All aboard for a wish-granting ride to remember
A Palatine boy got the ride of his life Tuesday aboard a Metra train.
Ten-year-old Christopher Chappell walked into the terminal at Chicago's Union Station dressed in denim overalls, a red bandana and a matching conductor's cap.
Along for the ride were his parents and seven siblings, leading the way toward Train No. 401 en route to Roselle.
With the help of his dad, the fourth-grader climbed up the steps of the train, uttering a faint "Woo-hoo!" when he finally made it aboard.
It's a dream that's been a long time coming and was granted this week by the Make-A-Wish Foundation.
Christopher has Batten disease, a genetic condition that results in blindness and seizures, and eventually death. There is no cure.
Christopher lost his sight at age 6 and has since learned to read Braille. He is a student at Winston Campus Elementary in Palatine. Along with his family, several teachers from the school rode the train for about 90 minutes while Christopher tooted the horn and enjoyed other perks of being a conductor.
Of Celeste and Lester Chappell's eight children, three have the disease, they recently learned.
"This has been a horrible year for us," said Celeste Chappell. "But it's nobody's fault. You can't be bitter."
That's why things like this make it a little easier on the 10-member family.
The night before the train ride, the foundation sent a limousine to take the family to a downtown Chicago hotel for the evening.
"This is incredible," Celeste Chappell said. "Make-A-Wish has brought our family so much happiness during this time of sorrow.

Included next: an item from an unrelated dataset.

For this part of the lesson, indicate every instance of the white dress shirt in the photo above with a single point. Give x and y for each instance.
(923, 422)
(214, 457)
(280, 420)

It's been a real blessing."
The best part of the day? "Honking the horn," Christopher repeatedly told reporters who asked the question.
Last year, his 8-year-old sister, Elizabeth, who also has Batten disease, also had a wish granted for a trip to Disney World.
The train Christopher rode is named "Ollie," after a former Make-A-Wish kid, Oliver Tibbles of Downers Grove. He died before his wish, also to be a train conductor, was granted. His namesake train is the only one in Chicago named after a child.
"This will be a day to remember," said Lester Chappell. Christopher "has had some challenges, but this gives him something to think about, to dream about."